Nel suo atto parlamentare, il ticinese ricorda che circa tre quarti delle persone occupate in Svizzera sono attive nel settore dei servizi e spesso si dimentica che molte intrattengono strette relazioni con l'estero. Per loro e per le imprese per le quali lavorano è importante poter offrire i propri servizi sui mercati di sbocco esteri senza né barriere né intoppi di altro genere.
È risaputo che per alcuni settori - in particolare quello della gestione patrimoniale - l'accesso ai mercati esteri, e in particolare a quello dell'UE, è oggi molto limitato, prosegue Romano, per il quale in assenza di condizioni d'accesso migliori, prima o poi le imprese in questione saranno costrette a offrire i loro servizi attraverso filiali ubicate in loco. Per la Svizzera ciò comporta la perdita di posti di lavoro, di substrato fiscale e di valore aggiunto.

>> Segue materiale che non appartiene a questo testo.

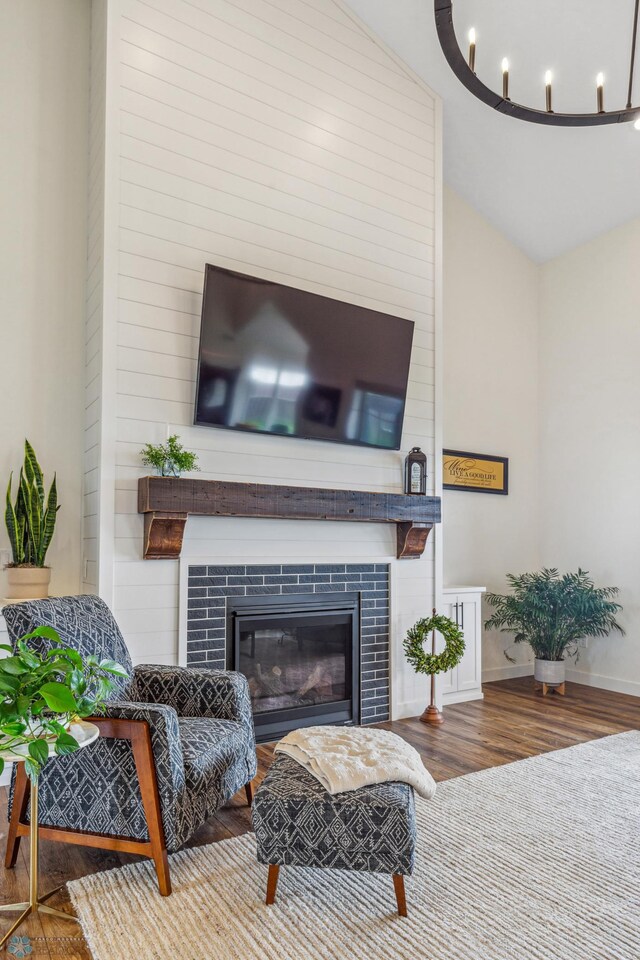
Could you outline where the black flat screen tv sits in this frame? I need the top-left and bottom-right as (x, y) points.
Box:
(194, 264), (413, 450)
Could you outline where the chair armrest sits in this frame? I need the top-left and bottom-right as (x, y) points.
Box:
(135, 663), (253, 730)
(96, 700), (185, 796)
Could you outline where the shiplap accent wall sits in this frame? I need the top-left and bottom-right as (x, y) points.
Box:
(82, 0), (107, 593)
(90, 0), (440, 713)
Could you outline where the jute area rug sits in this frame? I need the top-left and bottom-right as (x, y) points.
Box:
(69, 731), (640, 960)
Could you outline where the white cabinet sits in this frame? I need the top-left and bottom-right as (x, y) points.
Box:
(438, 587), (486, 706)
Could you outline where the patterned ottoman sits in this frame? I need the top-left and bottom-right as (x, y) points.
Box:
(252, 754), (416, 917)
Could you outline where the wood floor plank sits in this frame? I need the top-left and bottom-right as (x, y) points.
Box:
(0, 677), (640, 960)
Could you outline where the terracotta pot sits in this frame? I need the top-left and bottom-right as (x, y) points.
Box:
(533, 657), (566, 687)
(7, 567), (51, 600)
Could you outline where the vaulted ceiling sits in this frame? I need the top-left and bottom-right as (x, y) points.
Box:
(348, 0), (640, 262)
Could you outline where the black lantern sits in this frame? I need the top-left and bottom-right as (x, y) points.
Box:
(404, 447), (427, 496)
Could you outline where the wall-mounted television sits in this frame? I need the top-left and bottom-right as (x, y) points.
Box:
(194, 264), (413, 450)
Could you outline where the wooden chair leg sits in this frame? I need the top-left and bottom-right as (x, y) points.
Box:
(393, 873), (407, 917)
(4, 763), (29, 870)
(265, 863), (280, 906)
(131, 724), (171, 897)
(244, 780), (253, 807)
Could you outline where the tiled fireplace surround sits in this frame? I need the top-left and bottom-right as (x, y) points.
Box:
(183, 563), (390, 723)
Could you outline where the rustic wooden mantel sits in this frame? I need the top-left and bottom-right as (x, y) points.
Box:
(138, 477), (440, 560)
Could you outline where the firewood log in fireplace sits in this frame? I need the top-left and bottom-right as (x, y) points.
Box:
(298, 663), (333, 697)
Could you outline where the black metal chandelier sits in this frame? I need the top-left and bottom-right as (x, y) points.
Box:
(435, 0), (640, 130)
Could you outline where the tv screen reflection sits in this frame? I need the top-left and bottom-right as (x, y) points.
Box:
(195, 266), (413, 449)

La maggioranza, seguendo le argomentazioni del consigliere federale Guy Parmelin, ha però ritenuto l'atto parlamentare superfluo: questo settore non va considerato isolatamente, bensì in un contesto più ampio, è stato sottolineato. La questione dell'accesso ai mercati dei servizi è inoltre già contemplata nella strategia di politica economica esterna del Consiglio federale del 2004 e nella sua versione aggiornata del 2011. Tale strategia è inoltre già in corso di rielaborazione.